En su eufórico discurso de clausura del Congreso de Los Robles, con las luces de Cali en el fondo oscuro, el nuevo Jacquin guerrero sueña, delira, eleva la palabra a la altura de la poesía con una pasión que se desborda por la montaña. La misma pasión que Bateman invoca en aquella inolvidable entrevista de Alfredo Molano que luego fue convertida en melodia por Afranio Parra. Esa pasión tuvo que ser el crisol de la insólita idea de la demanda armada para enjuiciar a un presidente traidor.

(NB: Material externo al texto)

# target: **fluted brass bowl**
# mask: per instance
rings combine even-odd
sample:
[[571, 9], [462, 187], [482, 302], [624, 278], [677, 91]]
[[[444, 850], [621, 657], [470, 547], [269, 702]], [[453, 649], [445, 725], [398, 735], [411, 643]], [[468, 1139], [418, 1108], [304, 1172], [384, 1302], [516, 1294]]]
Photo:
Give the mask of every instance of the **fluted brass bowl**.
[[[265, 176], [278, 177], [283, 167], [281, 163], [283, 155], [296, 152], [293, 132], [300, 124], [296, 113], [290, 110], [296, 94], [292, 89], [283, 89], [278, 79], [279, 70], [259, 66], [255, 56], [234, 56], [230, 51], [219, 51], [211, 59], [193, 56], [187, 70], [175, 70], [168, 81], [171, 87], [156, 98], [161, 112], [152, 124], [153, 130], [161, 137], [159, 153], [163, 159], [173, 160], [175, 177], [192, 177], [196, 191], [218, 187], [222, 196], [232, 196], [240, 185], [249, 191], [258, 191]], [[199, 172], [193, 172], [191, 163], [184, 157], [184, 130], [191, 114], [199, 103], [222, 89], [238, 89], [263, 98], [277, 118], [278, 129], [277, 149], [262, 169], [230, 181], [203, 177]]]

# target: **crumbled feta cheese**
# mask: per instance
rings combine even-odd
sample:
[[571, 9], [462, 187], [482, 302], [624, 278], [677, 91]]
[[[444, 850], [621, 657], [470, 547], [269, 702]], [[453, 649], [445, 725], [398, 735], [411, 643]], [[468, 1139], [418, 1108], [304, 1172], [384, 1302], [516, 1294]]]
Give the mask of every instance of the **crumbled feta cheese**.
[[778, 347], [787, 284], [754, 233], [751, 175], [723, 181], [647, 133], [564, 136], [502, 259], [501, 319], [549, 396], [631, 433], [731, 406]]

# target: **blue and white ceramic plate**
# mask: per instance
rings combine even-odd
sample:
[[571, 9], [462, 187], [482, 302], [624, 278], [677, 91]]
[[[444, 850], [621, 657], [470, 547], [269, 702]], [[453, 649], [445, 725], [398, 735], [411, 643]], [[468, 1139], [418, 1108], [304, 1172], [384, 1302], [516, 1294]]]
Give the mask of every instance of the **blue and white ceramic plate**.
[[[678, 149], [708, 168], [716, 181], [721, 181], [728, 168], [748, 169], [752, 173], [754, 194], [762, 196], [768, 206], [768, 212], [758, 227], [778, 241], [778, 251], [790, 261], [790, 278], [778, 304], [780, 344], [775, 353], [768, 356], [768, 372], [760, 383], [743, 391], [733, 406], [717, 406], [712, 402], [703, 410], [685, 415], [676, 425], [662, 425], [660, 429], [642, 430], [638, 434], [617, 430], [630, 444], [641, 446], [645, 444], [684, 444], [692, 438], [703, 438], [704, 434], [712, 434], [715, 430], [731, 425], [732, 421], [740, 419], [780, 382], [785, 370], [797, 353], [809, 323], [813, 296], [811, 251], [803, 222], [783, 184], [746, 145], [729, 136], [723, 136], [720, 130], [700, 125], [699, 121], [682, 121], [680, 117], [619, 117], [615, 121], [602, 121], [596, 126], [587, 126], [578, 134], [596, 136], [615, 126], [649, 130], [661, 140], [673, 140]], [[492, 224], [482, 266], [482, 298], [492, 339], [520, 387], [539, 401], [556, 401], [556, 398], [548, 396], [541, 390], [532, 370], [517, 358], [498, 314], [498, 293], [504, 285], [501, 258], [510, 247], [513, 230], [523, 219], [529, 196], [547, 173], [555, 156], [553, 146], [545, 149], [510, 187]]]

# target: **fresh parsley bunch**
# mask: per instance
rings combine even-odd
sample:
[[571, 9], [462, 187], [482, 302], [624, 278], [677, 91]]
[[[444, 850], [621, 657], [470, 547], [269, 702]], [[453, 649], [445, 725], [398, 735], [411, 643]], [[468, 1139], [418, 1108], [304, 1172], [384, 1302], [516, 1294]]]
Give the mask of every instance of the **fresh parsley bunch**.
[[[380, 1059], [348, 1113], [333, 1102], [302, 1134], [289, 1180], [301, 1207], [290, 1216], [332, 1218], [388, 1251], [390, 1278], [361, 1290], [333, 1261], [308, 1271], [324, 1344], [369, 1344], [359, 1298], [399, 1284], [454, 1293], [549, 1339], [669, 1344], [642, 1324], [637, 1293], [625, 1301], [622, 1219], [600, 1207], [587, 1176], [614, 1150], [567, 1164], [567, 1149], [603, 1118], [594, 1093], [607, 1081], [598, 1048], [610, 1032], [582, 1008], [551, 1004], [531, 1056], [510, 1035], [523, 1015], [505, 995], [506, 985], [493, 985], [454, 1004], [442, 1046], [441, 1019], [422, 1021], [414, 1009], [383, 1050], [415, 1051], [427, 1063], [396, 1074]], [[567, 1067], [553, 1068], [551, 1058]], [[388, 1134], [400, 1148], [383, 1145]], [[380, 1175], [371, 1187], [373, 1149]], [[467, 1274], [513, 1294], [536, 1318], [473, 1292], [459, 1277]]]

Puedo imaginar al Pompo convenciendo a todos que tomarse el Congreso era una simple imitación de los nicas, que había que innovar como le gustaba al M-19 y que en Colombia las grandes alamedas se abririan desde el corazón de la Justicia, encarnada en la Honorable Corte Suprema de Justicia protegida por la democracia en armas. Finalmente, los tanques convirtieron el sueño en pesadilla. En medio de los tiros dos abogados llamados Alfonso hablan con una emisora (oir aquí). Reyes Echandía clama el cese al fuego. Jacquin le pide el teléfono y al describir en pocos segundos la situación de irrespeto absoluto a la Corte por el poder civil y militar menciona dos veces la palabra “increíble”. No lo podía creer.
Coletilla: la perspectiva de Gustavo Petro sobre la toma y retoma del Palacio de Justicia está plasmada en un libro titulado Prohibido olvidar (Casa Editorial Pisando Callos, 2006) escrito en conjunto con Maureén Maya. Petro coincide más con el Jacquin troskista que con el guerrero.
* Foto de portada, tomada por Carlos Duque.